MRS findings in chronic lower back pain included reduced NAA in the dorsolateral prefrontal cortex [63, 64] and anterior insula [65], while NAA, glutamate, and myo-inositol were reduced in the anterior cingulate cortex [65]. These findings suggest reduced neuronal viability. The prevalence of the inhibitory neurotransmitter GABA was found to be reduced in the anterior insula in fibromyalgia, whereas the excitatory neurotransmitter glutamate was reported to be elevated in the amygdala [66], posterior cingulate [67], and ventrolateral prefrontal cortex [68], suggesting an overactivation of neural activity in key limbic regions. Elevated levels of glial metabolites (myo-inositol and choline) along with lower levels of neuronal metabolites (NAA and glutamate) suggestive of neuroinflammation and reduced glutamatergic function respectively have been found in the anterior cingulate cortex of chronic pain patients with spinal cord injury [69]. Moreover, reduced levels of NAA have been reported in the thalamus of patients with complex region pain syndrome [70] and diabetic patients with chronic neuropathic pain [71] suggesting reduced inhibitory neuron function in the thalamus as a potential mediator of chronic pain [72].
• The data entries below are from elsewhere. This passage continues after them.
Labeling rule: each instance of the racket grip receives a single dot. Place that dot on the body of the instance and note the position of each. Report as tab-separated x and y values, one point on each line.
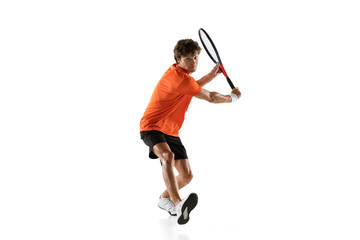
230	83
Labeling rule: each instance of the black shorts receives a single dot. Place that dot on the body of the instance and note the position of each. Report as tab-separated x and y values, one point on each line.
151	138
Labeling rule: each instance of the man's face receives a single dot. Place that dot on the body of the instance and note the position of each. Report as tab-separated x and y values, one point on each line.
189	62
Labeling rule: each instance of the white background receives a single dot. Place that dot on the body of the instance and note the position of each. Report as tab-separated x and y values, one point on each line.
281	163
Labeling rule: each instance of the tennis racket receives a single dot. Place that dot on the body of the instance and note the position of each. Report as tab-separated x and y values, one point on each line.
213	53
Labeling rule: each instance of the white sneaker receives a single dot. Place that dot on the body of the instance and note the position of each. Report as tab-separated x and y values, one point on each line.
167	205
184	208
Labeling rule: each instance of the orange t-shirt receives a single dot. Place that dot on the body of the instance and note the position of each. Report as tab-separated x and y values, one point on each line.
169	102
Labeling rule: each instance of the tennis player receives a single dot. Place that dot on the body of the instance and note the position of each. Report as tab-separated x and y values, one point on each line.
163	118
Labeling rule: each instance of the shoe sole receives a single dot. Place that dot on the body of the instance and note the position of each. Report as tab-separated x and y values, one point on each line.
172	214
187	207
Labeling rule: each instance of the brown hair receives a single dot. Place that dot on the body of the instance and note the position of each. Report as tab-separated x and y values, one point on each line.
184	47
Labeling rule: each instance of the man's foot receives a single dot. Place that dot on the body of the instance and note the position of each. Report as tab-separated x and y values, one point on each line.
167	205
184	208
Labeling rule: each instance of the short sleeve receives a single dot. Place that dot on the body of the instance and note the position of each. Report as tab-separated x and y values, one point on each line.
189	86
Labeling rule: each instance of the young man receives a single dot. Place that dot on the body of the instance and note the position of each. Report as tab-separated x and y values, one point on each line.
163	118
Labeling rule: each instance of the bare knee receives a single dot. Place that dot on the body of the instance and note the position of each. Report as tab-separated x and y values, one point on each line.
187	176
168	159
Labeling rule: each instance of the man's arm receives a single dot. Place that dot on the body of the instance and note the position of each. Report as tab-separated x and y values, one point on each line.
215	97
210	76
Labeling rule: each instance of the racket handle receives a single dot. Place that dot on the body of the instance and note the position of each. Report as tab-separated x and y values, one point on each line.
230	83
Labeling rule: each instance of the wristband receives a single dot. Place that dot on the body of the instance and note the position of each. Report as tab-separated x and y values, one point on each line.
234	98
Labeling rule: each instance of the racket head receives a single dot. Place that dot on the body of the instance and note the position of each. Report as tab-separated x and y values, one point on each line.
209	46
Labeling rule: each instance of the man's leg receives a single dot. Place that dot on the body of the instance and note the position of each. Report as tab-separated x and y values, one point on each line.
185	175
163	151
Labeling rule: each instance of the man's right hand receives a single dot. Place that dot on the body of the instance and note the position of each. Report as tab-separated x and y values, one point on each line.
236	92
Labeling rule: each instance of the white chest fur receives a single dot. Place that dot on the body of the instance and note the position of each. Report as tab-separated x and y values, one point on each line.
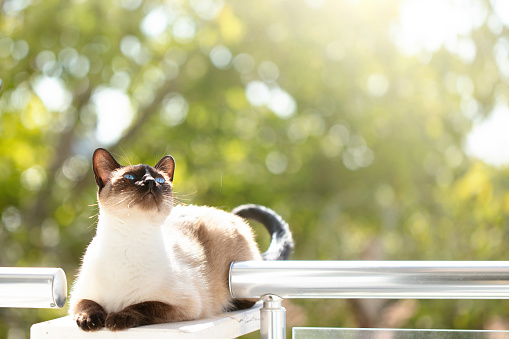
132	260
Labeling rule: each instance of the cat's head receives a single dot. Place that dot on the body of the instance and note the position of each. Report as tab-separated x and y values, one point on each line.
139	188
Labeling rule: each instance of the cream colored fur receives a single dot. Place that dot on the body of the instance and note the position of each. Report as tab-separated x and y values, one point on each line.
180	258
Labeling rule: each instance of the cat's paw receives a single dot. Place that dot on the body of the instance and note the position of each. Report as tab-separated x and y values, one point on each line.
90	316
91	321
122	320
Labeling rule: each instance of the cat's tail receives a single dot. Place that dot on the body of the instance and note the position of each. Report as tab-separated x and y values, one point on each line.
281	244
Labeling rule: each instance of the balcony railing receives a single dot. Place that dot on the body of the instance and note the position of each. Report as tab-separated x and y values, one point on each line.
274	281
32	287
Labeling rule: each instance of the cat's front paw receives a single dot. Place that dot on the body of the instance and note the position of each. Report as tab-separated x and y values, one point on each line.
90	315
91	322
122	320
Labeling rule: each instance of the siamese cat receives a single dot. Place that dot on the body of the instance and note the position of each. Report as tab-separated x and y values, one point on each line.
152	262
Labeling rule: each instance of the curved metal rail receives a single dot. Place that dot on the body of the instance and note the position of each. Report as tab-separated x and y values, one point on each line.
32	287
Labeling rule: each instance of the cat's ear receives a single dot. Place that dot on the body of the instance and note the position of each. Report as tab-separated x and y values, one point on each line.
166	165
103	164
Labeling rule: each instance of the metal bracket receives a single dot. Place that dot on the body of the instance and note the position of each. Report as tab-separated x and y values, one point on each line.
272	318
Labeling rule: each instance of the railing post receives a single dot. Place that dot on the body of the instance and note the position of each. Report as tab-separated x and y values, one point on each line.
272	318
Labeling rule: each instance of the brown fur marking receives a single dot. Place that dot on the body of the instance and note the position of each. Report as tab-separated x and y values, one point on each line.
144	313
90	315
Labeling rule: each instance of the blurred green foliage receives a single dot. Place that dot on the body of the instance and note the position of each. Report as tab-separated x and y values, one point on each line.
309	107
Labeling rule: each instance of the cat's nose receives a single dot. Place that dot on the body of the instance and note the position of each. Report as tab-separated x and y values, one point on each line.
149	180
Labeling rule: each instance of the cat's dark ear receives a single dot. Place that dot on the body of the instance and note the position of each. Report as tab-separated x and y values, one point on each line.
103	164
166	165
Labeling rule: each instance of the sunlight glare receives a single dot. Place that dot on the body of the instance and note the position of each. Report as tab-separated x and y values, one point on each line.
488	139
114	114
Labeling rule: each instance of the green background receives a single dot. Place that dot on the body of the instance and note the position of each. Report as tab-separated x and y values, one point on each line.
310	108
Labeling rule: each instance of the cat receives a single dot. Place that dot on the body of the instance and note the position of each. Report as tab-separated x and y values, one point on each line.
152	262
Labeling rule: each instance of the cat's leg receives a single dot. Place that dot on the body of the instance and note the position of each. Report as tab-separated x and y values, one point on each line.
144	313
90	316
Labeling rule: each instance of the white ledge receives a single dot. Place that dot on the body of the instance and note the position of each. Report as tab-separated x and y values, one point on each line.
227	325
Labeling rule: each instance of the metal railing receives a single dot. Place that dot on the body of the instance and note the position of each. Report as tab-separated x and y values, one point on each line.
32	287
274	280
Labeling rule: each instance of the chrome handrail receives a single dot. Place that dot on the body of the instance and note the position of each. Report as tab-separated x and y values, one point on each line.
274	280
32	287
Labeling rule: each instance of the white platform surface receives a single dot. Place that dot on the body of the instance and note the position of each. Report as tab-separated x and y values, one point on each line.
227	325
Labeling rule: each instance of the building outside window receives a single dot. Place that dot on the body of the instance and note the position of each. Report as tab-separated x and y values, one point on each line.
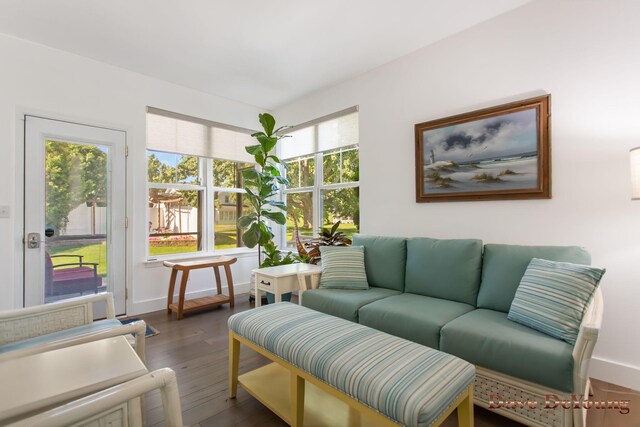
322	159
194	181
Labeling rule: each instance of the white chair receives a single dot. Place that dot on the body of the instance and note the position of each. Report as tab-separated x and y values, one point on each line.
48	327
118	405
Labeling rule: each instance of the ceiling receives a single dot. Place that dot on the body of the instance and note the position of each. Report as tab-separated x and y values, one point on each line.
264	53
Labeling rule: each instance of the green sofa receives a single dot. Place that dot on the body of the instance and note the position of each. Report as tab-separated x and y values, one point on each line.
454	296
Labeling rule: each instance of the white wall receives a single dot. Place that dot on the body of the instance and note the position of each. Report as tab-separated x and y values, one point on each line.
52	83
586	54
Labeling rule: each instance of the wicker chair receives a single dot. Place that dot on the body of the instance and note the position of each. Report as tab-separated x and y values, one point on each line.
61	324
118	405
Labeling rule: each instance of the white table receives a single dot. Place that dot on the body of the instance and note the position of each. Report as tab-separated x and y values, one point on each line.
280	279
39	381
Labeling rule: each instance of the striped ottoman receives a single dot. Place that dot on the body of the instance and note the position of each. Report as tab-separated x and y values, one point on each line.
395	381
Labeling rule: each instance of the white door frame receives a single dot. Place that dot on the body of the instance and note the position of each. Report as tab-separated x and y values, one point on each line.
116	235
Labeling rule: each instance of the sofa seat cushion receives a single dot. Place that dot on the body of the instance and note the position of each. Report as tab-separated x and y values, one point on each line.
504	265
413	317
488	339
62	335
343	303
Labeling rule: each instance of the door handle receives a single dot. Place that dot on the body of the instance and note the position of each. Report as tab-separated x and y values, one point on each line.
33	240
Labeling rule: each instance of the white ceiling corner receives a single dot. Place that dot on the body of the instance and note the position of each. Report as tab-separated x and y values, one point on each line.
260	53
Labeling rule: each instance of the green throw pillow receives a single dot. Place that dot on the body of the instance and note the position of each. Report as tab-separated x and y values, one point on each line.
343	267
553	296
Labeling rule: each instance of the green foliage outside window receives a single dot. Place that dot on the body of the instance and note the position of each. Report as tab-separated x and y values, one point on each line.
75	174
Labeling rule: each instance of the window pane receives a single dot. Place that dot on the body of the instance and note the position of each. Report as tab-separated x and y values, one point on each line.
331	167
342	205
228	174
300	207
350	165
300	172
228	208
341	166
174	221
170	168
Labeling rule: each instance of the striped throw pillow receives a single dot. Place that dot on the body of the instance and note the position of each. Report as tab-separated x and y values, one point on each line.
343	267
553	296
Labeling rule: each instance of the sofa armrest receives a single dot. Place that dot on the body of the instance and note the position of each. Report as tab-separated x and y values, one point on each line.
583	350
308	280
24	323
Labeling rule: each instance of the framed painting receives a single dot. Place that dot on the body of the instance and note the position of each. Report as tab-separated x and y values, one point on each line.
497	153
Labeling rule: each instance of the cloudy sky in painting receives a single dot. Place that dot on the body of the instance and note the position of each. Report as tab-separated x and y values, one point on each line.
501	136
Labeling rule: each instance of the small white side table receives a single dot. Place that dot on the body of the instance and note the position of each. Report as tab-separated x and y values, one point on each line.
280	279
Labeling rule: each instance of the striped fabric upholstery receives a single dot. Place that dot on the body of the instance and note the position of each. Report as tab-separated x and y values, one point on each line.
553	296
406	382
343	267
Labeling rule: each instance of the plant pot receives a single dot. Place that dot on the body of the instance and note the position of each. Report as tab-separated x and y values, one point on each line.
271	298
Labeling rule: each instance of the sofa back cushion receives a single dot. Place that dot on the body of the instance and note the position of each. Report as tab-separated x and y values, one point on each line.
384	260
504	265
447	269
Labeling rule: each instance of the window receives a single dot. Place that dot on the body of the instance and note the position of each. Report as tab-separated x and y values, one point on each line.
194	181
322	159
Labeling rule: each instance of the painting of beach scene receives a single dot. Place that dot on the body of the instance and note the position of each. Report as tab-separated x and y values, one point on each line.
478	159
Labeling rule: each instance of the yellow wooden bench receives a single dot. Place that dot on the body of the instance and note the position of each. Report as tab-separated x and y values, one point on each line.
320	359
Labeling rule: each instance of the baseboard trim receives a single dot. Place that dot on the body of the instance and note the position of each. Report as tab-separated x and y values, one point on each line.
615	373
156	304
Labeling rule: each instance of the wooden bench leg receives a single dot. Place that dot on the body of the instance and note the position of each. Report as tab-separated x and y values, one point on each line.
234	363
465	410
297	400
216	271
227	271
183	291
172	287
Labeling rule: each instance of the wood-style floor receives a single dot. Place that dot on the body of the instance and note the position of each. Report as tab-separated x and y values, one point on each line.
196	349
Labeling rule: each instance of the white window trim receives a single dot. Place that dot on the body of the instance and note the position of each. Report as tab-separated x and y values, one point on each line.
316	190
205	169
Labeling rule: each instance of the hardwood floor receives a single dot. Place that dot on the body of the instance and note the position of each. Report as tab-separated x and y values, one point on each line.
196	349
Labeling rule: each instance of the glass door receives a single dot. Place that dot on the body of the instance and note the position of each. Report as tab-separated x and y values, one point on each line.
74	211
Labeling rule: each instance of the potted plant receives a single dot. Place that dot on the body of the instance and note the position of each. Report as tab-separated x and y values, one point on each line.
261	185
310	251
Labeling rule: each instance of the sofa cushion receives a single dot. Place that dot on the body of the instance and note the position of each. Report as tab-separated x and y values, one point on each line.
385	259
447	269
78	331
343	267
504	265
343	303
413	317
553	297
487	338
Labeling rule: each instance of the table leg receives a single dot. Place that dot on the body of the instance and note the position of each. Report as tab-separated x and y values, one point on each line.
216	271
227	271
183	290
172	286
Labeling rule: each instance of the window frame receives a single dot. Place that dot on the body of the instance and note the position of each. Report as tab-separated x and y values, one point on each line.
317	189
205	177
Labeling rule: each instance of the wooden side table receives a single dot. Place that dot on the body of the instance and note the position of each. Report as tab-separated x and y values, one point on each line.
280	279
204	302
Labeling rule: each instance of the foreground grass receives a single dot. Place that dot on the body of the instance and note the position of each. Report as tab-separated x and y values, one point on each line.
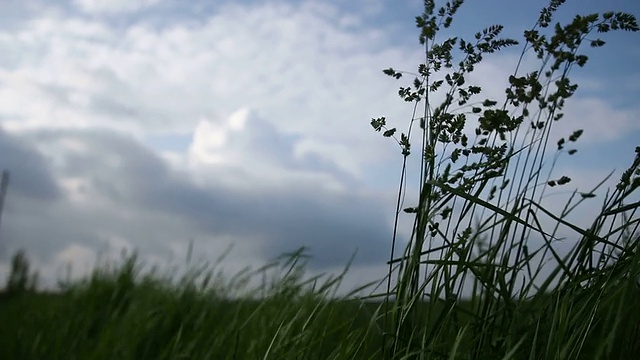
120	314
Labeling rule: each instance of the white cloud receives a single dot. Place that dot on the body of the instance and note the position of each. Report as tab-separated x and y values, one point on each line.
113	6
271	102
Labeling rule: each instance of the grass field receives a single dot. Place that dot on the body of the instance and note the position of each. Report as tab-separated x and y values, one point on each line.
489	272
118	313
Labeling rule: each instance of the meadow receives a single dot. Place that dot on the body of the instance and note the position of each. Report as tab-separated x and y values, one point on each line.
491	271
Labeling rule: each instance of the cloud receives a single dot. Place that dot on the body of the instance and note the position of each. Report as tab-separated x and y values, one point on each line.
226	123
30	174
113	6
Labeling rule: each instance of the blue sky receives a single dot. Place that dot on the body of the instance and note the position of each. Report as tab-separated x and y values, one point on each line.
147	124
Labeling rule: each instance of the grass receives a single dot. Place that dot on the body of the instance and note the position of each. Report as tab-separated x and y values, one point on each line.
493	270
118	313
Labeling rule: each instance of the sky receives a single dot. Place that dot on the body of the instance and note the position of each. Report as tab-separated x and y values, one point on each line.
148	125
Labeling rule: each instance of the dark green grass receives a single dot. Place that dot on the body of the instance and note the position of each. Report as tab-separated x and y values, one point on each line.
119	314
114	315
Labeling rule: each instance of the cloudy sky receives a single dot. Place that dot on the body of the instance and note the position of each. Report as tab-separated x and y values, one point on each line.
149	124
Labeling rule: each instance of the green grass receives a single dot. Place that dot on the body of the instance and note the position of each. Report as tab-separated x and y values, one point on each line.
490	271
120	314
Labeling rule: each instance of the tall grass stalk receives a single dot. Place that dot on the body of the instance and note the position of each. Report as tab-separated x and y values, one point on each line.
492	269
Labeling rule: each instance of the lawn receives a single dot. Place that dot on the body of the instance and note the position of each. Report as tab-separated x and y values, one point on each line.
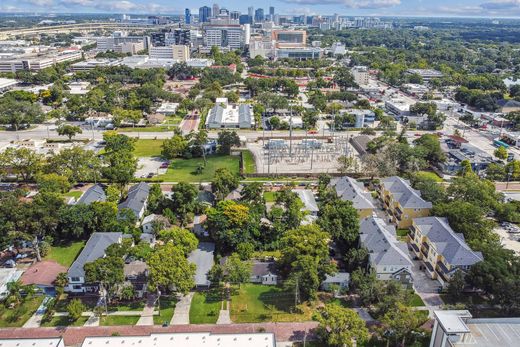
133	306
65	254
184	170
249	162
429	174
260	303
148	148
18	316
166	312
415	300
205	307
118	320
270	196
64	322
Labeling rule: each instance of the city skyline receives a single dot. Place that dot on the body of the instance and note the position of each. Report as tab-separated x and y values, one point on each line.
461	8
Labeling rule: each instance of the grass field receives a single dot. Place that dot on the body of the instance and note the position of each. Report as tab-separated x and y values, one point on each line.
259	303
148	148
429	174
18	316
270	196
184	170
249	162
64	322
205	307
166	312
65	254
118	320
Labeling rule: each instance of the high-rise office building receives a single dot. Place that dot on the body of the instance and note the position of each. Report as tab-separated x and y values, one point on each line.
204	14
234	15
187	16
259	15
216	10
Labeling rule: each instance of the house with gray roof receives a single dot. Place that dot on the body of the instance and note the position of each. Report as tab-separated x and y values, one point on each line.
93	194
202	257
402	202
224	115
442	250
93	250
348	189
387	255
136	200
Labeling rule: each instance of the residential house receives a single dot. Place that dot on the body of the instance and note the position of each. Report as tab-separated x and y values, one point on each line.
151	221
136	200
93	194
93	250
202	257
264	272
136	274
442	250
388	256
348	189
340	280
402	202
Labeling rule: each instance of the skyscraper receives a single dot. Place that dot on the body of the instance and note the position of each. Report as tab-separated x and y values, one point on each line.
204	14
259	15
187	16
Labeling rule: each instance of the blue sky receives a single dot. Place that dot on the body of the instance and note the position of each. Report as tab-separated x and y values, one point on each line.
482	8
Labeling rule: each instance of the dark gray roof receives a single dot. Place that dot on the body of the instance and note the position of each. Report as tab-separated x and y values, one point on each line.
136	198
93	250
404	193
349	189
202	257
263	268
382	244
244	114
94	193
449	244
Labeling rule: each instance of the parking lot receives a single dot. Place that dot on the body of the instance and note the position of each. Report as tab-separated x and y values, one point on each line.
147	166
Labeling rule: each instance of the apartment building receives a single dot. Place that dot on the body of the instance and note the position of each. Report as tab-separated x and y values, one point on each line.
402	202
388	256
442	251
348	189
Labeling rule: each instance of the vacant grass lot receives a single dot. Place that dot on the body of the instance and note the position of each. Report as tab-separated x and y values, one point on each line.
259	303
205	307
118	320
64	322
148	148
65	254
166	312
16	317
184	170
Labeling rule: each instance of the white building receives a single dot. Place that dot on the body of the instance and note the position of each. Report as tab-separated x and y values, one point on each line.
175	52
361	75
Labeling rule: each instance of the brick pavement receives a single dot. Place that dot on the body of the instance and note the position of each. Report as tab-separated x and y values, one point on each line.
75	335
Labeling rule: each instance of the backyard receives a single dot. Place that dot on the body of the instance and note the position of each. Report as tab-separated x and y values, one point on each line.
185	170
260	303
205	307
16	317
65	254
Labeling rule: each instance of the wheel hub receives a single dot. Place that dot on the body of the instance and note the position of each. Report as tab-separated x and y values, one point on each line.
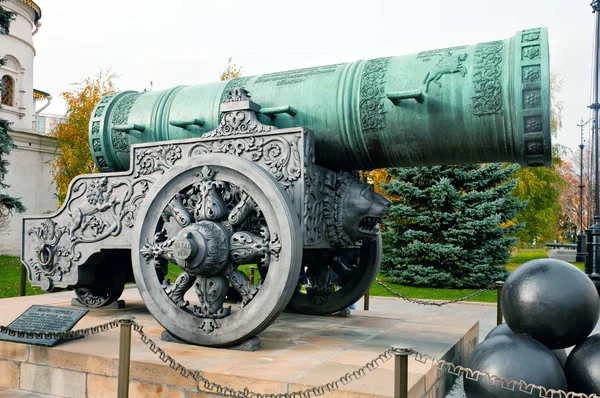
202	248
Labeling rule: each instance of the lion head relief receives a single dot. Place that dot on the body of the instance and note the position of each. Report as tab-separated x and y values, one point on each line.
353	210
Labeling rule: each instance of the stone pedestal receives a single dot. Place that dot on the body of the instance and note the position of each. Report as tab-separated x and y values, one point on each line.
297	352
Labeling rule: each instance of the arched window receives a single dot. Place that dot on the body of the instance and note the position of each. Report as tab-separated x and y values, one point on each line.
8	90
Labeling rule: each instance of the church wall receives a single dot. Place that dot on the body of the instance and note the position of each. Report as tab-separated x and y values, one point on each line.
30	179
17	48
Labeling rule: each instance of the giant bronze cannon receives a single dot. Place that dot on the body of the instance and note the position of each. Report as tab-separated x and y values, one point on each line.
262	170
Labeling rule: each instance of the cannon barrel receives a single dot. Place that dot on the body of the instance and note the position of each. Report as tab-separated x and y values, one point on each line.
488	102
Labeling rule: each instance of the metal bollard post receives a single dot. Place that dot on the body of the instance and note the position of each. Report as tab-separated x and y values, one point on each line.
252	269
499	320
401	371
23	290
124	356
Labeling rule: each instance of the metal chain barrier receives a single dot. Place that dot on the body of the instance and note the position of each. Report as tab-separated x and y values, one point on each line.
484	377
434	303
402	370
246	392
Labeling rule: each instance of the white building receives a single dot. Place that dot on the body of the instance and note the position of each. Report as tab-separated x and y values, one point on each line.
29	170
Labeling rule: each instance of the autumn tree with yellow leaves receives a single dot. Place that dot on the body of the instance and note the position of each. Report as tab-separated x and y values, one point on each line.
231	71
73	153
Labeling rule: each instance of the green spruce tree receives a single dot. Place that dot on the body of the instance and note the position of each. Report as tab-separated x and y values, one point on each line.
8	203
452	226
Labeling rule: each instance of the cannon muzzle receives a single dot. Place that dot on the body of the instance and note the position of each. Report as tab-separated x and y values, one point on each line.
488	102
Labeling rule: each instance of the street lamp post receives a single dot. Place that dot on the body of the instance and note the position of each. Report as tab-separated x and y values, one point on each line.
581	253
592	261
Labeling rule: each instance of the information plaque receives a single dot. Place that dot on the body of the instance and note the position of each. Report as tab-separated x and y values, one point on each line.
43	318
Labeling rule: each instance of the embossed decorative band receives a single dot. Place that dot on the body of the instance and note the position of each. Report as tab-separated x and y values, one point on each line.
487	83
372	96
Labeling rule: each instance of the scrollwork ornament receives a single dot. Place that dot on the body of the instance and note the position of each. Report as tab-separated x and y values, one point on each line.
278	155
177	290
211	294
240	282
51	260
152	160
204	200
160	248
487	72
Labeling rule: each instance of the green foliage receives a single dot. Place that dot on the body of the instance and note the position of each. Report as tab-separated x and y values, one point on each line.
452	226
73	157
10	278
540	187
6	17
8	204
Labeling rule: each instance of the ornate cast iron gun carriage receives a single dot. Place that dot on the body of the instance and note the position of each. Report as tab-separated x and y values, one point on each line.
205	178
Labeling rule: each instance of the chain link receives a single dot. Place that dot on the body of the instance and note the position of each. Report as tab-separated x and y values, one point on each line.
207	385
433	303
60	335
476	375
211	386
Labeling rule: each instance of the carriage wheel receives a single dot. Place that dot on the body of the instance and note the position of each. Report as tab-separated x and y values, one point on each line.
336	278
211	214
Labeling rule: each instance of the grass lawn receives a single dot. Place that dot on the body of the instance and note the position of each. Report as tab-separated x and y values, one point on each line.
10	280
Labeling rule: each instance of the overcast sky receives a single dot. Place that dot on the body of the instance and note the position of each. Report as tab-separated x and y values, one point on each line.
189	41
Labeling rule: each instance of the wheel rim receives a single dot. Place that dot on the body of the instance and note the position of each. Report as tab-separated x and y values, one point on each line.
282	228
331	298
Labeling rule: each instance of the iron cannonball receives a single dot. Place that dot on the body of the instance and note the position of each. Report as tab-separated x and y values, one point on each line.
503	329
513	357
583	366
552	301
499	330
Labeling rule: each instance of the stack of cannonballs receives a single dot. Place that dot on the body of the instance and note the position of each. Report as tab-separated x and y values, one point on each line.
548	305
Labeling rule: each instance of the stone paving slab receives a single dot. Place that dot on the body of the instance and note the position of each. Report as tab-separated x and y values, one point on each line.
297	352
Any review of MRS findings in chronic pain is complicated due to the need to study three variables independently, namely, the aetiology of the pain, the localised brain area of interest, and the metabolites being measured. These studies often involve small numbers of patients. Furthermore, brain regions are often ill-defined or overlap across multiple anatomical compartments. As such, generalising a complete regional neurochemistry of chronic pain from such diffuse data is challenging. This protocol aims to investigate region-specific metabolite changes in chronic pain across a wide variety of aetiologies through systematic review and meta-analysis following the PRISMA [73] (Preferred Reporting Items for Systematic Reviews and Meta-Analyses) guidelines. Due to the low numbers of participants and inconsistent definitions of brain areas, we plan to amalgamate volumes of interest into known anatomical and functionally consistent circuit components for great power analysis and relevance. Using this approach, the goal is to generate a comprehensive neurochemical theory of chronic pain across various brain regions.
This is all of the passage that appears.